Параметрит — воспаление околоматочной клетчатки — возникает при лимфогенном распространении инфекции. Инфекция проникает в клетчатку чаще всего из разрывов шейки матки и верхней трети влагалища, редко с плацентарной площадки.
Параметрит преимущественно бывает односторонним. Экссудат вначале имеет серозный характер, количество фибрина в нем быстро нарастает, происходит выпадение фибрина, образуется плотный инфильтрат. Воспалительный процесс может остаться локализованным в пределах параметрия.
Локализации способствуют выпадение фибрина и блокада лимфатических путей в очаге воспаления, образование грануляционного вала вокруг него, наличие в клетчатке таза фиброзных образований, разграничивающих ее на отделы.
При тяжелой инфекции эти защитные приспособления оказываются несостоятельными и инфекция переходит на соседние отделы.
Параметрит начинается на 10—12-й день после родов ознобом и повышением температуры до 39°С, редко до 40°. Общее состояние родильницы страдает мало, жалобы на несильные тянущие боли внизу живота. Сильные боли могут появиться в самом начале заболевания — при раздражении брюшины, покрывающей пораженный отдел клетчатки.
В самом начале заболевания местные симптомы плохо выражены — при влагалищном исследовании определяется пастозиость в области воспаления. Спустя 2—3 дня отчетливо контурируется инфильтрат тестоватой, а затем плотной консистенции.
Инфильтрат умеренно болезнен, неподвижен. При параметрите он располагается между боковой поверхностью матки и стенкой таза, переходя на нее широким крылом. Боковой свод уплощается, слизистая его теряет подвижность.
Матка отдельно от инфильтрата не прощупывается и смещена при одностороннем параметрите в противоположную сторону, при двустороннем — кверху и кпереди. Инфильтрат может выхолить за пределы параметрия.
При распространении его кпереди он прощупывается снаружи над пупартовой связкой. Благодаря внебрюшинному расположению инфильтрата верхняя пальпаторная и верхняя перкуторная границы его совпадают; при перкуссии верхнепередних подвздошных остей на стороне поражения получается приглушение тона (симптом Гентера).

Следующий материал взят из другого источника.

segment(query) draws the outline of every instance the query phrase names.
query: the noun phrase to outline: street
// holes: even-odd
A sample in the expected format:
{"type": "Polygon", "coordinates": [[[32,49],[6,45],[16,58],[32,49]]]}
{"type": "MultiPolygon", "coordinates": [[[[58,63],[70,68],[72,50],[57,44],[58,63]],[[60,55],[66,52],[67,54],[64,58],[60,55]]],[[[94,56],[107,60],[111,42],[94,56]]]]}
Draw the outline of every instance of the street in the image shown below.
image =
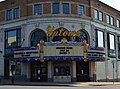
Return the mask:
{"type": "Polygon", "coordinates": [[[0,89],[120,89],[120,85],[104,86],[19,86],[0,85],[0,89]]]}

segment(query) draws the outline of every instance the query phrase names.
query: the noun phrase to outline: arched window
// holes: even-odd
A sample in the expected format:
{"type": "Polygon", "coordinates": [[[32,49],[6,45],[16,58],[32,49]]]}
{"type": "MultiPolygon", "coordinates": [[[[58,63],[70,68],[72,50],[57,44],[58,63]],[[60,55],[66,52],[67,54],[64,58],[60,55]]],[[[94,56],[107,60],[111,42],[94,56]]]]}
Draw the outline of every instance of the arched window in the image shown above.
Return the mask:
{"type": "Polygon", "coordinates": [[[37,46],[41,39],[46,41],[46,33],[43,30],[37,28],[35,29],[35,31],[32,32],[30,45],[37,46]]]}
{"type": "Polygon", "coordinates": [[[75,39],[75,41],[81,42],[81,44],[83,44],[84,40],[86,40],[87,43],[89,43],[88,39],[89,39],[89,37],[88,37],[87,32],[85,32],[84,30],[80,30],[80,36],[79,37],[77,36],[76,39],[75,39]]]}

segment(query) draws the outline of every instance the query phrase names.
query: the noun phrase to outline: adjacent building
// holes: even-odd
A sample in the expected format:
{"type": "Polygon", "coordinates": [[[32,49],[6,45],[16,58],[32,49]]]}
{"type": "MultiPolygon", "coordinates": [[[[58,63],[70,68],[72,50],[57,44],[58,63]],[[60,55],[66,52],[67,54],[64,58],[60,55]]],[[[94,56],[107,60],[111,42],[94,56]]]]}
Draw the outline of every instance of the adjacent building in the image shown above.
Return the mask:
{"type": "Polygon", "coordinates": [[[120,11],[99,0],[0,2],[1,77],[120,81],[119,70],[120,11]]]}

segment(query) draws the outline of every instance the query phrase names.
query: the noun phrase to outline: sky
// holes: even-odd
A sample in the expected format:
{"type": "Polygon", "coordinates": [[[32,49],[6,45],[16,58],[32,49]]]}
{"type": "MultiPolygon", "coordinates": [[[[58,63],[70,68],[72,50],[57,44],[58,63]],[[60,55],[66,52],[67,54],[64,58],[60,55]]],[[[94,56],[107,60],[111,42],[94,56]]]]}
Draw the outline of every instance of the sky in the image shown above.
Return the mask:
{"type": "Polygon", "coordinates": [[[120,0],[100,0],[100,1],[120,11],[120,0]]]}
{"type": "MultiPolygon", "coordinates": [[[[0,1],[4,1],[4,0],[0,0],[0,1]]],[[[100,0],[100,1],[120,11],[120,0],[100,0]]]]}

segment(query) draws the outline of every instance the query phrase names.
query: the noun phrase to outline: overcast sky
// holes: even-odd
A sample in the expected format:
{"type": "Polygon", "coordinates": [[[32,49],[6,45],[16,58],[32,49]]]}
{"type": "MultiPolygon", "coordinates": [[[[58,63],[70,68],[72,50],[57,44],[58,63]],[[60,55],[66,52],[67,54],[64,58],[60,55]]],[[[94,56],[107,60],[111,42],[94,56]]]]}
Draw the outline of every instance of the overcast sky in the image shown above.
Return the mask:
{"type": "MultiPolygon", "coordinates": [[[[0,1],[4,1],[4,0],[0,0],[0,1]]],[[[120,11],[120,0],[100,0],[100,1],[120,11]]]]}

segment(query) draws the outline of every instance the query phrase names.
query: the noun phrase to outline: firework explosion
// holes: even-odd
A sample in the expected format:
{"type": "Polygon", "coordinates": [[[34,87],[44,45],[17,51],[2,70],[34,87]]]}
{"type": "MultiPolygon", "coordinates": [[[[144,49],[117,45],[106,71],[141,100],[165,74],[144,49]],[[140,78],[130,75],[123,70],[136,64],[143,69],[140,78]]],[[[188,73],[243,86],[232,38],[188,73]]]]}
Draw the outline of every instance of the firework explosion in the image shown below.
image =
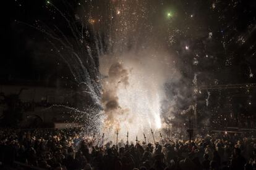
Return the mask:
{"type": "Polygon", "coordinates": [[[46,1],[53,20],[64,26],[37,20],[33,26],[47,35],[51,51],[91,101],[90,108],[78,108],[88,126],[109,137],[128,131],[135,139],[181,123],[196,103],[203,103],[197,109],[198,124],[208,124],[214,113],[222,114],[221,102],[211,103],[216,95],[201,87],[233,82],[237,56],[246,55],[243,75],[254,78],[252,10],[243,10],[249,22],[241,28],[237,1],[155,1],[64,2],[61,9],[46,1]]]}

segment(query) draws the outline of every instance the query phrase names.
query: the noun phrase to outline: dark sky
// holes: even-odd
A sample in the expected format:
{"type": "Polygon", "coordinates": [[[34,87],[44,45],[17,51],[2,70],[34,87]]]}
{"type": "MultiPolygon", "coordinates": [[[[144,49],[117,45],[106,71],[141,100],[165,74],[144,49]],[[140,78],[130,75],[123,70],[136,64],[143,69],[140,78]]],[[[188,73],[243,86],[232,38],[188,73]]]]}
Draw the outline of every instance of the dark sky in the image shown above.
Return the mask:
{"type": "MultiPolygon", "coordinates": [[[[221,57],[219,56],[215,60],[205,62],[205,64],[195,70],[204,71],[207,68],[218,67],[216,69],[220,71],[215,71],[213,74],[216,79],[223,79],[223,83],[255,82],[255,76],[253,78],[249,76],[250,71],[256,74],[255,1],[194,1],[189,5],[186,4],[190,3],[190,1],[180,1],[159,2],[164,2],[161,10],[164,10],[173,5],[176,8],[175,10],[180,13],[180,21],[176,22],[179,26],[184,26],[184,23],[186,23],[190,27],[194,25],[194,29],[199,28],[195,34],[200,34],[200,24],[205,26],[203,28],[208,26],[207,29],[211,29],[211,31],[216,36],[213,41],[208,43],[208,48],[210,48],[209,51],[215,51],[217,54],[215,55],[221,55],[221,57]],[[210,7],[213,5],[216,6],[215,9],[210,11],[210,7]],[[184,19],[186,18],[181,18],[181,12],[187,13],[186,15],[189,16],[190,14],[193,14],[197,17],[195,20],[196,20],[196,24],[189,21],[184,22],[184,19]],[[239,41],[244,41],[242,38],[239,40],[240,36],[245,39],[242,45],[238,45],[239,41]],[[222,37],[224,37],[226,46],[228,46],[225,53],[223,49],[223,49],[223,43],[221,42],[222,37]],[[234,42],[231,42],[228,45],[227,42],[233,38],[234,42]],[[225,55],[232,55],[230,58],[232,65],[227,64],[229,62],[228,57],[224,56],[225,55]],[[215,63],[211,63],[213,61],[215,63]],[[225,75],[225,73],[228,73],[225,75]],[[228,78],[231,73],[234,73],[233,76],[230,76],[232,78],[228,78]],[[226,77],[223,77],[223,74],[226,77]],[[237,80],[232,80],[234,79],[237,80]]],[[[67,12],[61,2],[53,1],[61,10],[67,12]]],[[[74,9],[79,2],[72,1],[71,5],[74,9]]],[[[99,6],[100,2],[98,2],[99,6]]],[[[56,54],[51,52],[51,44],[46,39],[45,35],[25,24],[33,25],[35,21],[38,20],[46,25],[56,24],[65,31],[65,23],[58,19],[58,17],[61,18],[60,15],[47,6],[46,1],[10,0],[5,1],[4,3],[6,4],[3,6],[8,10],[3,17],[2,25],[1,26],[1,37],[4,44],[2,46],[2,53],[0,59],[0,79],[6,81],[10,79],[36,80],[40,78],[49,81],[63,76],[70,78],[64,62],[56,54]],[[54,20],[53,17],[54,17],[54,20]]],[[[74,14],[72,10],[67,12],[74,14]]],[[[184,16],[186,15],[184,14],[184,16]]],[[[202,39],[192,39],[192,38],[191,39],[191,44],[195,49],[197,46],[202,46],[200,44],[203,41],[202,39]]],[[[184,62],[187,62],[184,59],[184,62]]]]}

При переходе воспаления на околопузырную клетчатку инфильтрат может распространяться по задней поверхности брюшной стенки, принимая форму треугольника с вершиной, обращенной к пупку; брюшная стенка производит впечатление накрахмаленной манишки.
Из верхнего отдела параметрия инфильтрат может продвинуться позади брюшины вплоть до почечной области. При локализации инфильтрата на поверхности поясничной мышцы (парапсоит) больная принимает положение на спине с отведенной и согнутой ногой.
Течение параметрита различное. Лихорадочный период (с небольшими ремиссиями температуры) продолжается 1—2 нед. Инфильтрат постепенно рассасывается. Сравнительно редко наблюдается нагноение (на 3—4-й неделе заболевания).
Температура становится ремиттирующей, появляются приступы озноба. Если гнойник не будет своевременно вскрыт, гной прокладывает себе путь над пупартовой связкой, через седалищное отверстие между сосудами на ягодицу, под пупартовой связкой на бедро, в околопочечную область.
На месте угрожающего прорыва гнойника сначала отмечаются выпячивание, а затем покраснение кожи и флюктуация. Гнойник может также вскрыться в мочевой пузырь или прямую кишку. При угрожающем прорыве в мочевой пузырь возникают тенезмы, в прямую кишку — тснезмы, поносы.
Различают параметрит как отдельную форму заболевания (первичный параметрит) и как реактивное воспаление клетчатки при тромбофлебитах, адиекситах (вторичный параметрит). Вторичные параметриты, как правило, небольших размеров.
В настоящее время в результате применения антибиотиков первичные параметриты встречаются редко и обычно протекают легко. Однако и при лечении антибиотиками не исключена возможность перехода в нагноение, причем клиническая картина его может быть стертой.